To produce a one-way blood flow and slow electrical conduction to allow proper ventricular filling.

How does valve create a one-way blood flow?

• Leaflets open and close based on pressure

• Papillary muscles contract with the chamber to prevent prolapse and regurgitation

What are the valves made up of?

Connective tissue, they are a part of the fibrous skeleton

Where are the papillary muscles connected to?

The valve flaps and the heart muscles to prevent valve inversion. It is connected to the valve leaflets by chordae tendinae.

What are the layers of the heart?

• Endocardium: continuous with endothelium

• Myocardium: pacemaker cells and cardiac myocytes

• Pericardium or pericardial sac

  • Visceral pericardium: contains coronary arteries and veins

  • Parietal pericardium

What are the functions of pacemaker cells?

• Set heart rate = chronotropy

• Exhibit automaticity, bringing themselves to threshold via voltage-gated channels

How are pacemaker cells organized?

• Sinoatrial nodes (SA) around the atriums with 100 betas/min; With vagal brake = 70 bpm

• Atrioventricular node (AV): 40 bpm

• Bundle of His: Transmits electrical impulses from AV to ventricles

• Purkinje Fibers: ensure the ventricles contract simultaneously

How does the impulse propagate?

• SA nodes causes atrial myocyte depolarization and contraction

• AV delay, slowing conduction of AP through node allows the ventricles to fill

• Bundle of His and Purkinje fibers cause depolarization of ventricles and contraction

What are the phases of an AP of pacemaker cells?

1. Pacemaker potential brings cell to threshold: funny channels = Na influx = funny current; transient calcium channel opens at end = Ca influx

2. Depolarization phase from DHPR channels/L-Type Ca Channels = Ca influx

3. Repolarization Phase from K Channels = K efflux

4. Immediately begins pacemaker potential: no static rest

How are pacemakers regulated?

• ANS regulates HR/chronotropy

  • SA and AV nodes under reciprocal control:

    • SNS = B1 adrenergic receptors: Increases effect/HR

    • PNS = M2 receptors: Decreases effect/HR

How can chronotropy be increased/positive chronotropy?
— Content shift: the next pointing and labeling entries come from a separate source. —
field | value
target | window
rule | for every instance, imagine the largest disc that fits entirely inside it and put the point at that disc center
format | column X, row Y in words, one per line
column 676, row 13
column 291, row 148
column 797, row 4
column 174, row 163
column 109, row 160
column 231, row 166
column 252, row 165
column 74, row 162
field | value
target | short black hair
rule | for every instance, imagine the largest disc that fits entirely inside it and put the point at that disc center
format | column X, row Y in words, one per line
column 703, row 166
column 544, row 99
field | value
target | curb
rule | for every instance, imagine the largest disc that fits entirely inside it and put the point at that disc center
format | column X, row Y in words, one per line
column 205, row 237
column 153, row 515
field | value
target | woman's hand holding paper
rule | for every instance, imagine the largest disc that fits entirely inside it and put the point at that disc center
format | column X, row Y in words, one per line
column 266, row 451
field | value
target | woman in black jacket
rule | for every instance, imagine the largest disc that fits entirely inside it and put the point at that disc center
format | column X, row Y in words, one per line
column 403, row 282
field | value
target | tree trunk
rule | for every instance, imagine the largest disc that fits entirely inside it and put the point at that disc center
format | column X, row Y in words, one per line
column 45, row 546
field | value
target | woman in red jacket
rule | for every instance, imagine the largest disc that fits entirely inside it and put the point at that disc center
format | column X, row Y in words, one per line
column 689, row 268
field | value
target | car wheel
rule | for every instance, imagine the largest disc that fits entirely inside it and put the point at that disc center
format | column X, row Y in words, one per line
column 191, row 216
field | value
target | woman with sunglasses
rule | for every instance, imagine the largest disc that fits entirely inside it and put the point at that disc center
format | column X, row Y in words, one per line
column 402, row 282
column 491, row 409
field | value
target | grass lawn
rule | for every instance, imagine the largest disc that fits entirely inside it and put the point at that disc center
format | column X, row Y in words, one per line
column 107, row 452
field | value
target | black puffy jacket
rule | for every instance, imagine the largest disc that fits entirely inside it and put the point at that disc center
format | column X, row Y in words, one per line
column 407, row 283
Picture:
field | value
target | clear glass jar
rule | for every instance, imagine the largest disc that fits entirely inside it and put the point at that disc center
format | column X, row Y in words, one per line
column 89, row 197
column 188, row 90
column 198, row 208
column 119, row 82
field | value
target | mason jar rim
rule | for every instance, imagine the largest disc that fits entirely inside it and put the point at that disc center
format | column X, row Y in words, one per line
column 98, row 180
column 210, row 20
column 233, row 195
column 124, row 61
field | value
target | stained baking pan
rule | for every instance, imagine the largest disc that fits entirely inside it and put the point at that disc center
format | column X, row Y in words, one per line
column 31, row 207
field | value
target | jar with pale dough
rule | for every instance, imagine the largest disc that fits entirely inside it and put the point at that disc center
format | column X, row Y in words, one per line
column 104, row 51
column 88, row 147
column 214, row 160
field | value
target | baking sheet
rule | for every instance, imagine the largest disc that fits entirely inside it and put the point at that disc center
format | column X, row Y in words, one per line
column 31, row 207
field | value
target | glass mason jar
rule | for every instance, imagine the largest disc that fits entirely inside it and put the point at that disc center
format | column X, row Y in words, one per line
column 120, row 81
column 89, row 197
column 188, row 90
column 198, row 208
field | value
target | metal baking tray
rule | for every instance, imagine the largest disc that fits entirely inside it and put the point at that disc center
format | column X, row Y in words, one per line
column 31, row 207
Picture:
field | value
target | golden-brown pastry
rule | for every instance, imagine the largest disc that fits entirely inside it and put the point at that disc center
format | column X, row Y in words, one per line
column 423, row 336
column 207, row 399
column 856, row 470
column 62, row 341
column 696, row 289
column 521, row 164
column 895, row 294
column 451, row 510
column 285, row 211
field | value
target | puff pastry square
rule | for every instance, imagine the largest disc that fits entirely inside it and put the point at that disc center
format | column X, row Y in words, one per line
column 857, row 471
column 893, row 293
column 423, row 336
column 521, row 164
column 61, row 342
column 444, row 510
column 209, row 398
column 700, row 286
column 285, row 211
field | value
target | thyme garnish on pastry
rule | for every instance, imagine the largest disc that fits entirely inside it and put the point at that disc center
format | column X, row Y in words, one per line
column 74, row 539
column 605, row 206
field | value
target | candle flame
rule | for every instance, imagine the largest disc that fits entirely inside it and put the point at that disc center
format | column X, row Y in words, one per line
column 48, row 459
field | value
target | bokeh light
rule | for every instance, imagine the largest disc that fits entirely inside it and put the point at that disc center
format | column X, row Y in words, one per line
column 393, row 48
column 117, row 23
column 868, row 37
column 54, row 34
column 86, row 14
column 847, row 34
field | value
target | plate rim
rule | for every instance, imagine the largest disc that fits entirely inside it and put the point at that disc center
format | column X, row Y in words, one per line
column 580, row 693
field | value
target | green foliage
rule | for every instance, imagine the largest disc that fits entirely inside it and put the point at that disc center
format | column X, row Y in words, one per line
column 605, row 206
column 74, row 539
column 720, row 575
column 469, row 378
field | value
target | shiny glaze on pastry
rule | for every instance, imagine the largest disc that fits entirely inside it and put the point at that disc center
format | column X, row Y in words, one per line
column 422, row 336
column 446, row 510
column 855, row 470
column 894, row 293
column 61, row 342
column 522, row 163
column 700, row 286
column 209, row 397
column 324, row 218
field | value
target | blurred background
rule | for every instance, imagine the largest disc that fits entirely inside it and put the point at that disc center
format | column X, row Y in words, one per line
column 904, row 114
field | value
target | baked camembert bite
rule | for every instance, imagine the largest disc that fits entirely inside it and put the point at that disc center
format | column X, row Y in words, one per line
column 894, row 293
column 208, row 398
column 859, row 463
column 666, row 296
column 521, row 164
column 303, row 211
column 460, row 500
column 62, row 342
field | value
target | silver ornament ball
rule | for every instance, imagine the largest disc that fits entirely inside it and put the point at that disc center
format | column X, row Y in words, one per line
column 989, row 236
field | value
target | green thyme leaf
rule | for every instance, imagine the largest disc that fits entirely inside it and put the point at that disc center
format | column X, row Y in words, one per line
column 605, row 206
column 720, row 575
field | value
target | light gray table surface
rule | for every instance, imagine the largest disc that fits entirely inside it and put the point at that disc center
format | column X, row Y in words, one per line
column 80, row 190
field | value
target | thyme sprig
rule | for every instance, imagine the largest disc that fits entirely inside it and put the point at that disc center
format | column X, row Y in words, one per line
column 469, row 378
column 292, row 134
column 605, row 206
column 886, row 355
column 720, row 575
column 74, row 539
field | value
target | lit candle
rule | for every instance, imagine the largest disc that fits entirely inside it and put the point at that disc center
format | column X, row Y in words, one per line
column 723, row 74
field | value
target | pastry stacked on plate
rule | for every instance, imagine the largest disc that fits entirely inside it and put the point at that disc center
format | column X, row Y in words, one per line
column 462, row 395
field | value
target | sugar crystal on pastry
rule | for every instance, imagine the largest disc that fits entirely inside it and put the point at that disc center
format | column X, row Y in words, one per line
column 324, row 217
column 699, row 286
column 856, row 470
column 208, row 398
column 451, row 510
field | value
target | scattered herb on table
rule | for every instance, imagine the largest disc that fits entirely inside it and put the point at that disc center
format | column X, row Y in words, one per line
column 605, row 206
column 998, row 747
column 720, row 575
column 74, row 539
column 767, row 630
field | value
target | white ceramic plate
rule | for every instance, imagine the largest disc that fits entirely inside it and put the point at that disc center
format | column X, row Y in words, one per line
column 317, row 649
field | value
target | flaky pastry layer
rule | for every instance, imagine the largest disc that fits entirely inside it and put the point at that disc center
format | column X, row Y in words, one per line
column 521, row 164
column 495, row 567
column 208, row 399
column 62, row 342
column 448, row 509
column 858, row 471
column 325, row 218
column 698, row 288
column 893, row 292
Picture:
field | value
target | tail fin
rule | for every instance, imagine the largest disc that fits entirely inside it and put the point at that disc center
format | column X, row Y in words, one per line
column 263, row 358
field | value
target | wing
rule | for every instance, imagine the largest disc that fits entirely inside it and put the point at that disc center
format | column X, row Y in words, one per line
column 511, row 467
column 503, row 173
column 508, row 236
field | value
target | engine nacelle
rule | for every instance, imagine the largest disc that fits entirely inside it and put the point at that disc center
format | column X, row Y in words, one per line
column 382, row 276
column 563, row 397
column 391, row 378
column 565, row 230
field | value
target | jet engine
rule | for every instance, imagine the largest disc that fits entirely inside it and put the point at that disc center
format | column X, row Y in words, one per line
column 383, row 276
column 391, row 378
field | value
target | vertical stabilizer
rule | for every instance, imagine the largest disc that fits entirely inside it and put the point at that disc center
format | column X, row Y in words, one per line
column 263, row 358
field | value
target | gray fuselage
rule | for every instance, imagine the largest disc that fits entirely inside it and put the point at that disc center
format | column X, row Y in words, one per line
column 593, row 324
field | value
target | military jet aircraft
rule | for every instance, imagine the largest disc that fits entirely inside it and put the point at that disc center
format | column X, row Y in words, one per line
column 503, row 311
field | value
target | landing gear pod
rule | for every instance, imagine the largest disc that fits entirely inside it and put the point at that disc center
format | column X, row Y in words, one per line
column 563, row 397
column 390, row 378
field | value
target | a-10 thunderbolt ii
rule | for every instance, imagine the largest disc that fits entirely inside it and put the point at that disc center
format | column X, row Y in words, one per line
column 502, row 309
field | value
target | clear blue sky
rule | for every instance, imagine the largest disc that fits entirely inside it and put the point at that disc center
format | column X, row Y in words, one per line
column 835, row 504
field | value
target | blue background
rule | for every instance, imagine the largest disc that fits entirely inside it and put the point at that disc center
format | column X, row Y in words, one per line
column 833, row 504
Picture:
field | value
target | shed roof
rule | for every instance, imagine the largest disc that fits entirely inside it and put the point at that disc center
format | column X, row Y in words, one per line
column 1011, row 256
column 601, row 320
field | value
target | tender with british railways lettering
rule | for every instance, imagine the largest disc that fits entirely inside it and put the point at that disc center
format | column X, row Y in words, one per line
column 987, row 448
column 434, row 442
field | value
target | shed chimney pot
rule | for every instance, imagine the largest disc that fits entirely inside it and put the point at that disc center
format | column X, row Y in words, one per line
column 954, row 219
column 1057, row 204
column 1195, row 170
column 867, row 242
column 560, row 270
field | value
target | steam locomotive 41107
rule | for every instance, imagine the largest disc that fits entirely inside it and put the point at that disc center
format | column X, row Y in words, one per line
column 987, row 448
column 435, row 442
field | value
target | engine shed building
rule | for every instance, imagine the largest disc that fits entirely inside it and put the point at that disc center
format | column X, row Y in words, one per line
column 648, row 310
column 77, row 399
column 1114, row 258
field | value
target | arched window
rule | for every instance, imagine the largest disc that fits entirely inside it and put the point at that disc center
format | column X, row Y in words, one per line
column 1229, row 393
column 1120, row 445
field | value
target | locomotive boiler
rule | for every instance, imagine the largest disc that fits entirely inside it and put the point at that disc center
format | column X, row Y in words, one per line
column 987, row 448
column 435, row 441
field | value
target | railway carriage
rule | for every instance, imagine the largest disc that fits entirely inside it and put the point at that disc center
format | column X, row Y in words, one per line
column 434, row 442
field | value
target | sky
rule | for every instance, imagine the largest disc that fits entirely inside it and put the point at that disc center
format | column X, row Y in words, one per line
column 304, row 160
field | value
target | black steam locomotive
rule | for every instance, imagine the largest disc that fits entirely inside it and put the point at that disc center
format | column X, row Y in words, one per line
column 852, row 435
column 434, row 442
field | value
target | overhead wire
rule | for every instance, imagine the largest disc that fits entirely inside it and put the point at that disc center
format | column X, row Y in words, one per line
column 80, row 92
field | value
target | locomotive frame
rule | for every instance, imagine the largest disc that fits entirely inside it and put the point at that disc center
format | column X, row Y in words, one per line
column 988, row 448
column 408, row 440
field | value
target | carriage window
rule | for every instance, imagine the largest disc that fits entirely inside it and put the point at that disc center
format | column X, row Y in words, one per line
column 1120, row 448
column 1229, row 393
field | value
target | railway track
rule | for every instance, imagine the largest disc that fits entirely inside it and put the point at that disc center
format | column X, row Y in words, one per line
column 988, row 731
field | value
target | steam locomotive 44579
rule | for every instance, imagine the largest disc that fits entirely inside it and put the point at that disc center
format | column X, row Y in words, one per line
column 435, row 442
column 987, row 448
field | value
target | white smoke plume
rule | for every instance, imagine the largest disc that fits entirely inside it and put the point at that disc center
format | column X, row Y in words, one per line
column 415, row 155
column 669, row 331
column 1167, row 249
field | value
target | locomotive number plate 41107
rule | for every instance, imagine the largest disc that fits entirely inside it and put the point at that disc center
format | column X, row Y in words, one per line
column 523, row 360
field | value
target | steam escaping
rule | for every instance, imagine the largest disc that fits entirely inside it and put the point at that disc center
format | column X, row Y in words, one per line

• B1 stimulation by SNS/agonist

• M2 blocker

• Thyroid= High T3/T4 causes increase in B1 receptors

How can chronotropy be decreased/negative chronotropy?

• B1 Antagonist/blocker

• M2 Agonists

• T3/T4 is low, causing a reduction in B1 receptors

What are some Rx to change chronotropy?

• Positive Chronotropic Agents

  • Beta1 agonists

  • M2 antagonists (anticholergics): Atropine (causes mydriatic iris)

  • Synthroid

• Negative Chronotropic Agents

  • Beta1 antagonists: metoprolol (Lopressor)

  • M2 agonists

  • CCB/Non-DHPR Blockers: Phenylalkylamine (Verapamil) for cardiac specific; Benzothiazepine (Diltiazem) for cardiac and vascular

  • Other: Cardiac Glycosides to increase vagal stimulation: Digoxin and Ouabain

What are the differences between skeletal fibers and cardiac myocytes?

Cardiac myocytes are mononucleated, branched with intercalated discs full of gap junctions for electrical synapses, and regulated by the SNS

How does the SNS affect the cardiac muscles?

An increase in SNS innervation causes an increase in contraction force. A decrease in SNS innervation causes a decrease in contraction force.

What does the cardiac myocytes excitation-contraction coupling include?

And action potential and twitch.

What are the phases of an AP of a cardiac myocyte?

• Phase 0: Depolarization; Na channels open

• Phase 1: Slight repolarization: Na channels close, transient K channels open

• Phase 2: Plateau: transient K channels open and L-type Ca channels open (DHPR)

• Phase 3: Repolarization: L-type Ca channels close (DHPR) and K channels open

• Phase 4: Reset

What are the steps of a cardiac myocyte contraction?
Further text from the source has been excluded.